Aside from Nokia (via its VC arm Nokia Growth Partners), investors Union Square Ventures, Mosaic Ventures, Brigitte Mohn and Christophe Maire also participated in the round.
Nokia’s interest in Clue is seen as a strategic move as it expands into other mobile areas such as virtual reality and healthcare. The company has also recently acquired fitness wearable gadget maker Withings for a cool $181.35 million.
The investment and integration with Nokia’s products in the future will definitely benefit Clue as it has so far not been able to monetize its app. Tin, however, stated that the focus for the company at the moment is to expand its user base.  
“We have many ideas, we will start experimenting this year,” Tin told CNBC.
“We have chosen to be strictly consumer facing, at this point we want to focus on business models that are consumer facing. We are very much a trust-based service, people trust us with very personal information. By having a consumer facing business model, people can understand how we make money. If it’s a business model that is invisible, they might assume we are selling data, which we aren’t doing.”
In the United States, there are other apps similar to Clue. Startup Glow, for instance, also tracks its users’ menstrual cycles, which can provide information on ovulation and mood. But while the competition in the market may be crowded, Clue’s clientele is mostly in the U.S.

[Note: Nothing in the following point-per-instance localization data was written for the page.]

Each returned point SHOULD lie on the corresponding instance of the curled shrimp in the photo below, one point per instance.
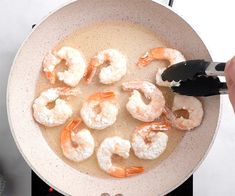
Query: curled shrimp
(98, 112)
(137, 108)
(114, 72)
(74, 60)
(59, 113)
(194, 108)
(172, 55)
(121, 147)
(77, 145)
(148, 142)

Expansion to other parts of the world is ongoing, however, with local-language versions of its app having been launched both in Japan and India.
The firm’s chief executive said they are eyeing a worldwide audience with Clue.

“There is a huge social movement around menstrual health and mobile growth is exploding, so all these things combined make these markets interesting,” Tin told CNBC. We are addressing a real need for people and that need is truly global.”